Carole Nash
Content Writer
Published: 18th July 2018

One of the most useful features in a car is air conditioning. It helps to keep drivers cool on hot days and is extremely useful in countries with humid climates. When it was introduced, air conditioning became a revolutionary feature. Originating in America, the earliest form of car air conditioning appeared in 1933. We’re looking into the history of air conditioning to see how it’s developed over the years.

A problem with paper

The concept of air conditioning wasn’t based on improving comfort, but rather to solve a practical issue. New York paper printing company Sackett & Wilhelms were having problems with production because of room temperature. Humidity led to paper shrinking or expanding. In order to fix the issue S&W hired engineer Willis Carrier.

Carrier developed precision heating and automatic regulation technology. In 1903, he installed the first production electrical air-con system in the S&W plant. As the technology became more popular, air conditioning appeared in buildings. So, it was only a matter of time before the technology was applied to cars.
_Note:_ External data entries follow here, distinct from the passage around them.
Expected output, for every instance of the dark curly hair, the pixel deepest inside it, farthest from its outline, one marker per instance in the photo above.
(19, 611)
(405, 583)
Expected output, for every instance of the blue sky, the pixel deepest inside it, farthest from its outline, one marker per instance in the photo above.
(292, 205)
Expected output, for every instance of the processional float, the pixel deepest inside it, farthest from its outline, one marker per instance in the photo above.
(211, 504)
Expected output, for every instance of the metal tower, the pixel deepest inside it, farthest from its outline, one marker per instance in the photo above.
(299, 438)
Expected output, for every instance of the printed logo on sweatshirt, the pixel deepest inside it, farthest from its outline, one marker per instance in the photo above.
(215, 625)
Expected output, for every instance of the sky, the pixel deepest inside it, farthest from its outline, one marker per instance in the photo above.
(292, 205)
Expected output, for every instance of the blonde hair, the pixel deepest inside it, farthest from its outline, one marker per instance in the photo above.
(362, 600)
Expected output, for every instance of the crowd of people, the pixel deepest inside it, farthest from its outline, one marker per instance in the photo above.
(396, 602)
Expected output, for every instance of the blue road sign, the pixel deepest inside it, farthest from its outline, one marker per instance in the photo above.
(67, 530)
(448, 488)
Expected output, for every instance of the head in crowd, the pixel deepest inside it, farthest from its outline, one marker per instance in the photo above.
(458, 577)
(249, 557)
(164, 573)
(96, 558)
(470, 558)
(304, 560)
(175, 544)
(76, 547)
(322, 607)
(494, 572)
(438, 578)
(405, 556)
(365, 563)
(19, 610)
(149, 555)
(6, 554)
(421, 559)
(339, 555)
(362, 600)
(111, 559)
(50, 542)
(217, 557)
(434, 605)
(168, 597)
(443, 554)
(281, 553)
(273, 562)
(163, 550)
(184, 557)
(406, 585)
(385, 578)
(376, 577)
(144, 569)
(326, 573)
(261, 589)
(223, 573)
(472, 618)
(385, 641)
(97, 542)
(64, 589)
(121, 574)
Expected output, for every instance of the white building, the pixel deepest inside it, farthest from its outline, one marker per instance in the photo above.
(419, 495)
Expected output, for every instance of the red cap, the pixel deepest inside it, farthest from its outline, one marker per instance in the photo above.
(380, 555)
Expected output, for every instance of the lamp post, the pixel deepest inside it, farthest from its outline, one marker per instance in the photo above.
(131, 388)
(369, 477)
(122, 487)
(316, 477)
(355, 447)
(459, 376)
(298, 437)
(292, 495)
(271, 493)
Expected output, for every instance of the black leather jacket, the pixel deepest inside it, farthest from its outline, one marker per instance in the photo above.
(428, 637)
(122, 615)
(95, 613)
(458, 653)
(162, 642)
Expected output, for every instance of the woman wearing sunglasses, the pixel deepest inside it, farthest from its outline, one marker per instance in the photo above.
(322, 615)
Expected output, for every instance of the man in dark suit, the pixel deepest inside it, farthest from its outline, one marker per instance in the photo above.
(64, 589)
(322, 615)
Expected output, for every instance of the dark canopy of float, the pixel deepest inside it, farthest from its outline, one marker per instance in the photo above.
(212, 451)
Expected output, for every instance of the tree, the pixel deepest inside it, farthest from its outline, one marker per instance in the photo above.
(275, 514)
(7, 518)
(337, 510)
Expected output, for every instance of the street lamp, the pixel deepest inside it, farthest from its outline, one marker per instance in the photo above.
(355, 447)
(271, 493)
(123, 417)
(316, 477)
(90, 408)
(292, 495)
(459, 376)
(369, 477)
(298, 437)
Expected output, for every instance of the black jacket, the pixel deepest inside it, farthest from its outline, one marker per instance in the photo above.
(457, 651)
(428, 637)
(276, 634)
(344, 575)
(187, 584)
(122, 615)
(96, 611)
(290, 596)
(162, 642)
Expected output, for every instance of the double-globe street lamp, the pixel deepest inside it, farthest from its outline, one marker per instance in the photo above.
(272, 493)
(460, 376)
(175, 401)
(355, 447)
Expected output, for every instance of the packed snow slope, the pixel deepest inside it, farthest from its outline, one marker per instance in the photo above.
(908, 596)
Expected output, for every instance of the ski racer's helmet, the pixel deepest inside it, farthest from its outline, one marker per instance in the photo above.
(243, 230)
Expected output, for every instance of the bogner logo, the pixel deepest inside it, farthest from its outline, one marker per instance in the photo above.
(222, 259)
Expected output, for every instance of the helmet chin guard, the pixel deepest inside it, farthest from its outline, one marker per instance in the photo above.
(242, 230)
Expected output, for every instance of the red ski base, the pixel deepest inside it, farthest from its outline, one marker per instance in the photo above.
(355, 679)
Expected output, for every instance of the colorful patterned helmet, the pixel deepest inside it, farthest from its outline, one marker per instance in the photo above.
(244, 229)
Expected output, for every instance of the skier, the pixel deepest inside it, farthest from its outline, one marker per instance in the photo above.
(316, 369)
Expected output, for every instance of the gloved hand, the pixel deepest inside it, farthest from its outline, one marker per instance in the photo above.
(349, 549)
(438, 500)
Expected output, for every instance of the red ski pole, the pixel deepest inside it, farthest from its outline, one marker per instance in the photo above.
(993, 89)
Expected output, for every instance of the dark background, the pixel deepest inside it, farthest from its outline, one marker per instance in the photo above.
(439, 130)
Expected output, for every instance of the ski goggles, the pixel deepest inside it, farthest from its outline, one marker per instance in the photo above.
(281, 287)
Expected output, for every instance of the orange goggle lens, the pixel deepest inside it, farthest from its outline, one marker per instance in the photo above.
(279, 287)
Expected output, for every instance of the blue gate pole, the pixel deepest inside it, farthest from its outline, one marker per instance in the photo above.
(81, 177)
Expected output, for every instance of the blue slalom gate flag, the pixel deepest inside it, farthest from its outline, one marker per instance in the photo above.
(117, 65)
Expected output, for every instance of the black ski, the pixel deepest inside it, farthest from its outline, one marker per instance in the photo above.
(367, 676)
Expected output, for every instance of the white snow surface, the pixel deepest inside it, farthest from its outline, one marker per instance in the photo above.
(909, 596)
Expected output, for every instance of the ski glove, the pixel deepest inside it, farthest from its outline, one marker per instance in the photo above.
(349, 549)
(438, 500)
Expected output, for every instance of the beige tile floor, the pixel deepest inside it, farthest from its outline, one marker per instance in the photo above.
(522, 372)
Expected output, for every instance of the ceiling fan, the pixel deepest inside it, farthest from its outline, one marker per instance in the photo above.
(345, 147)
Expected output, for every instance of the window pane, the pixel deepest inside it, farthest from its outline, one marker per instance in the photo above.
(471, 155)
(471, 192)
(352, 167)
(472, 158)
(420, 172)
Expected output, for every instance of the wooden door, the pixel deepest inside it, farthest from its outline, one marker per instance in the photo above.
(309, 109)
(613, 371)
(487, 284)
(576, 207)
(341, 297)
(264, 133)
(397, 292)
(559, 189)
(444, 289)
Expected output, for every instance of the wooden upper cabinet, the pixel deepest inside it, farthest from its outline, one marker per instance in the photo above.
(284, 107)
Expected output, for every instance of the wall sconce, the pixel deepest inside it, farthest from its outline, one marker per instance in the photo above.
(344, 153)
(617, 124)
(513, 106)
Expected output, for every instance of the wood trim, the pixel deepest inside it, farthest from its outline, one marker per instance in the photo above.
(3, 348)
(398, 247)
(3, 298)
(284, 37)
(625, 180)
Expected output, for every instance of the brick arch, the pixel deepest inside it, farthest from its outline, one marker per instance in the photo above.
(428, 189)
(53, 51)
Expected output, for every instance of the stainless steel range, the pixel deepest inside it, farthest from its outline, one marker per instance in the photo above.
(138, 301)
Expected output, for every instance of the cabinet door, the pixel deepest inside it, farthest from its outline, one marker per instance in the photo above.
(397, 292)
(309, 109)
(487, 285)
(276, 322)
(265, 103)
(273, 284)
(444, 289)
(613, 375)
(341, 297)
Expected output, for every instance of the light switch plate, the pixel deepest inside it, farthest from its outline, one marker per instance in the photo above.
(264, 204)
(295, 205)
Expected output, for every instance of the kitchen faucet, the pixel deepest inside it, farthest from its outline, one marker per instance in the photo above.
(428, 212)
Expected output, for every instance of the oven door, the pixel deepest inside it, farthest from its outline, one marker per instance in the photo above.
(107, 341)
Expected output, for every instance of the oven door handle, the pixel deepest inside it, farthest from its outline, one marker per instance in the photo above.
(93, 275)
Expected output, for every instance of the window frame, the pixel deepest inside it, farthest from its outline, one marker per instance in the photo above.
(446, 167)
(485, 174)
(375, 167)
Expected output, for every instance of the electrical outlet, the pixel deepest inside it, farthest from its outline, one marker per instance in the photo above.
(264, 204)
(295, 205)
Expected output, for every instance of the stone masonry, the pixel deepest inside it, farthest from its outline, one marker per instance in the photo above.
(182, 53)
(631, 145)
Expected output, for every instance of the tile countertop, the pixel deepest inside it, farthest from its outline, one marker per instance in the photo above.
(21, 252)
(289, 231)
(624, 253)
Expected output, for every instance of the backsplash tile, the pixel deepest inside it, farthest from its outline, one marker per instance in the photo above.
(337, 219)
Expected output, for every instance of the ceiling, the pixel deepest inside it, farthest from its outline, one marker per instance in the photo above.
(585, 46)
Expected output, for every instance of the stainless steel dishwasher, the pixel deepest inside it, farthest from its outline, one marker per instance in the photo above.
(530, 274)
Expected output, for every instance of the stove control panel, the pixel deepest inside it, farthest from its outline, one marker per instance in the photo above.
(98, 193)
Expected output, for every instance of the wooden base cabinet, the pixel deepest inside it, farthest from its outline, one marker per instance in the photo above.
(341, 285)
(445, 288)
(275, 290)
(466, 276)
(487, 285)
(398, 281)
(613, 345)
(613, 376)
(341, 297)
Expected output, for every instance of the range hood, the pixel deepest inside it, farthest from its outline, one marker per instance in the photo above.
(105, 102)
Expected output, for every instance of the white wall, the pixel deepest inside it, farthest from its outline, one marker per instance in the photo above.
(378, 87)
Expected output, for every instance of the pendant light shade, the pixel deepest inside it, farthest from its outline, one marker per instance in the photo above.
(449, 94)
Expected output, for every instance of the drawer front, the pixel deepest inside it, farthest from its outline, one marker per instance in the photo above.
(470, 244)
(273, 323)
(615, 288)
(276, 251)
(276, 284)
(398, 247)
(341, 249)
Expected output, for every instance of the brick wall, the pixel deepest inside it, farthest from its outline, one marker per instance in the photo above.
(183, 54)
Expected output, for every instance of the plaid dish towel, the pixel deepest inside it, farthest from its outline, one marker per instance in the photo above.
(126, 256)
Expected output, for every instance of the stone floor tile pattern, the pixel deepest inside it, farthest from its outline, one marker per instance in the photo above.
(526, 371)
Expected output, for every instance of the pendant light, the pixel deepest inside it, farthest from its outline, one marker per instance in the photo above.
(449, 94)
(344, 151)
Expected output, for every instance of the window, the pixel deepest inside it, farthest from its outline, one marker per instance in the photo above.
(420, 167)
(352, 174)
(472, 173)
Packard was the first car manufacturer to offer air conditioning to mainstream vehicles. In 1939, the company marketed the technology as the ‘weather conditioner’ and put it into the Packard 180. However, it wasn’t successful because the main evaporator and blower system took up half of the boot space and there wasn’t any shut off mechanism beyond switching the blower off.


The next breakthrough in air-con happened in 1954 with the Nash Ambassador. It became the first car to have a front-end, fully integrated air conditioning system. This was the precursor to what we know as modern car air conditioning. The Nash-Kelvinator company used its knowledge of refrigeration to create an affordable system. This new approach became known as the ‘All-Weather Eye.’

Car air conditioning became more widespread during the later half of the 20th century. The 1964 Cadillac Comfort introduced a system with automatic heating and cooling that was set by a dial thermostat. By 1969, 54% of domestic cars were fitted with air conditioning. The feature had become crucial for passenger comfort and to increase a car’s resale value.

Today, it would be hard to imagine a car not having air conditioning. The feature has become an integral component of an automobile.